The piano accordion was developed in Europe in the late 1800's and has become the most common type of accordion nowadays. Familiar to everyone who has ever seen Lawrence Welk, the right hand is laid out like a piano keyboard, so a piano player could play it, though the keys are smaller than on a piano. The left hand plays in a forest of up to 120 buttons which play bass notes and various chords. The instrument was named and popularized in the United States by Count Guido Deiro who was the first piano accordionist to perform in Vaudeville. He is credited with making the first recordings of the instrument in 1908, also with making the first radio broadcast of the accordion in 1921 and the first sound motion picture featuring the accordion, Vitaphone 1928.
The left hand layout usually features six rows, the second row buttons consist of the Bass and is ordered in quints, the first row buttons are one third up relative to the second row. The major chords are in the third row, the fourth row consists of the minor accords, the fifth row houses the seventh chord and finally the sixth row has the diminished seventh chords.
The layout can be roughly described by this ASCII Art:
... C G D A E B F# C# G# D# A# F C ...
... Ab Eb Bb F C G D A E B F# C# G# ...
... ab eb bb f c g d a e b f# c# g# ...
... abm ebm Bbm fm cm gm dm am em bm f#m c#m g#m ...
... ab7 eb7 Bb7 f7 c7 g7 d7 a7 e7 b7 f#7 c#7 g#7 ...
... abd7 ebd7 Bbd7 fd7 cd7 gd7 dd7 ad7 ed7 bd7 f#d7 c#d7 g#d7 ...
Depending on the price, size or origin of the instrument, some rows may miss completely or the layout is slightly changed. In most russian layouts the diminished seventh chord row is moved by one button, so that the diminished seventh C chord is where the diminished seventh F chord is in this ascii graphic, in order to achieve a better reachability with the forefinger.
Another type is the chromatic accordion. Usually these have buttons instead of piano keys, but they have the same 12-note Western scale as a piano accordion. The buttons are ordered chromatically in three rows, one row up/down means one halftone up/down, one button up/down in the same row means 3 halftones up/down. Larger chromatic accordions can have up to three auxiliary rows, with secondary buttons playing the same tones that already appeared in the first three rows. This layout makes transforming songs into other keys much easier than on the piano accordion. The chromatic accordion is definitely the choice for classical music, as a lot of more buttons than piano keys can be packed on the same space. Therefore artists can play intervals of up to two octaves using only one hand, this is especially important for pieces that include more than two voices. There are two different layout systems, the C layout and the B flat layout. If you turned a C layout keyboard on its head you would have a B flat layout and vice versa. The B flat layout is preferred for classical music, and is very common in Eastern Europe whereas the C layout is common in the western part, particularly in France.

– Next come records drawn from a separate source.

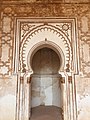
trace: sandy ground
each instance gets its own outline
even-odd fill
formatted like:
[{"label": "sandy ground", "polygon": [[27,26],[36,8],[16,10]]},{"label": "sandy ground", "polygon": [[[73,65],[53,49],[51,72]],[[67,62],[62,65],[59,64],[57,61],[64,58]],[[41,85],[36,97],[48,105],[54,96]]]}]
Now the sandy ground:
[{"label": "sandy ground", "polygon": [[61,109],[55,106],[34,107],[30,120],[62,120]]}]

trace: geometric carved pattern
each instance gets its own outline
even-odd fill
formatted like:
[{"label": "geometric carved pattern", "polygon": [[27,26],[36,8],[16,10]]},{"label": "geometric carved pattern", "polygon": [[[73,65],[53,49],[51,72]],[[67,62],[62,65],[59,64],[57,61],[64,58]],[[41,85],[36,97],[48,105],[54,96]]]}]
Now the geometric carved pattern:
[{"label": "geometric carved pattern", "polygon": [[12,14],[1,14],[1,55],[0,77],[8,77],[12,72],[14,26]]},{"label": "geometric carved pattern", "polygon": [[39,25],[39,26],[33,28],[33,30],[30,30],[30,33],[29,32],[27,33],[26,39],[25,39],[25,37],[24,37],[24,39],[22,39],[22,41],[21,41],[22,42],[22,47],[21,47],[22,51],[20,51],[20,53],[22,52],[22,54],[21,54],[22,58],[20,60],[23,62],[22,64],[25,64],[25,61],[26,61],[25,50],[27,51],[27,49],[26,49],[27,45],[29,44],[30,41],[32,41],[32,37],[37,35],[37,38],[39,38],[38,34],[42,33],[42,35],[44,35],[45,32],[47,32],[47,35],[45,35],[45,37],[47,39],[48,39],[48,34],[50,36],[50,34],[53,33],[53,34],[56,34],[56,36],[60,37],[61,41],[64,42],[65,49],[66,49],[66,62],[65,63],[69,64],[70,60],[72,61],[72,58],[70,57],[70,56],[72,56],[72,53],[71,53],[72,50],[70,50],[71,49],[70,39],[68,38],[68,36],[66,36],[66,34],[64,34],[66,36],[66,38],[65,38],[65,36],[63,35],[63,32],[61,32],[61,30],[59,30],[58,28],[56,28],[53,25]]},{"label": "geometric carved pattern", "polygon": [[[21,20],[21,21],[20,21]],[[72,46],[74,45],[71,43],[72,42],[72,32],[71,31],[71,25],[72,25],[72,19],[69,20],[69,22],[67,23],[67,19],[65,19],[66,21],[62,22],[62,19],[58,20],[58,23],[56,21],[55,23],[55,19],[52,21],[52,19],[28,19],[27,21],[22,22],[22,18],[21,19],[17,19],[17,21],[19,21],[20,25],[20,33],[19,33],[19,44],[20,44],[20,70],[21,71],[25,71],[28,70],[27,67],[27,57],[28,57],[28,53],[30,48],[30,43],[32,44],[39,39],[39,41],[45,41],[45,39],[47,39],[47,41],[53,41],[56,42],[58,44],[58,46],[60,46],[60,48],[63,50],[64,56],[65,56],[65,69],[70,72],[70,70],[72,69]],[[17,23],[18,24],[18,23]],[[52,37],[53,35],[53,37]],[[17,36],[17,35],[16,35]],[[36,36],[36,37],[35,37]],[[41,37],[42,36],[42,37]],[[51,37],[50,37],[51,36]],[[53,40],[54,39],[54,40]],[[55,40],[56,39],[56,40]],[[73,38],[74,40],[74,38]],[[17,43],[18,44],[18,43]],[[36,44],[36,43],[34,43]],[[74,45],[75,46],[75,45]],[[73,46],[73,47],[74,47]],[[63,48],[65,47],[65,48]]]},{"label": "geometric carved pattern", "polygon": [[[76,17],[78,29],[78,44],[80,46],[80,72],[85,77],[90,77],[89,69],[90,63],[87,60],[90,59],[89,52],[85,53],[85,46],[90,51],[90,4],[27,4],[20,6],[21,1],[15,4],[15,1],[11,5],[11,2],[4,1],[0,8],[0,77],[8,77],[13,72],[13,43],[14,43],[14,20],[17,17]],[[40,1],[36,1],[39,3]],[[8,21],[8,22],[6,22]],[[83,22],[85,21],[85,22]],[[8,24],[7,24],[8,23]],[[69,23],[68,23],[69,24]],[[84,25],[86,27],[84,27]],[[29,26],[30,27],[30,26]],[[32,26],[34,27],[34,26]],[[7,29],[8,28],[8,29]],[[63,26],[63,30],[67,30],[68,26]],[[70,30],[70,29],[68,29]],[[26,30],[27,32],[27,30]],[[23,34],[26,34],[23,33]],[[67,31],[65,31],[66,34]],[[83,44],[85,43],[85,45]],[[5,44],[4,44],[5,43]],[[2,49],[3,48],[3,49]],[[4,50],[4,48],[6,48]],[[8,55],[7,55],[8,54]],[[89,54],[89,55],[86,55]],[[6,56],[6,59],[5,59]],[[85,58],[88,56],[88,59]],[[90,60],[89,60],[90,61]],[[3,72],[4,71],[4,72]]]}]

Piano accordions and chromatic accordions are double-action instruments: each key or button plays the same note or chord, whether the bellows are being pulled out or pushed in.
Free bass, Bariton bass or Melody bass accordions, favored by classical accordionists, have a left-hand button board with individual bass notes over several octaves, rather than the single octave of bass notes and the preset chords provided by the traditional "stradella" left-hand button system and works exactly the same way the right hand on the chromatic accordion does. There are "converter" accordions offering both systems in one instrument.
Many folk cultures have their own flavor of the accordion, including the Russian bayan, Alpine helikon instruments, North Mexican conjunto accordion, Louisiana Cajun accordion, Irish 2 row b-c type instruments, etc. These can have either a unique note layout, a different sound, or all of the above.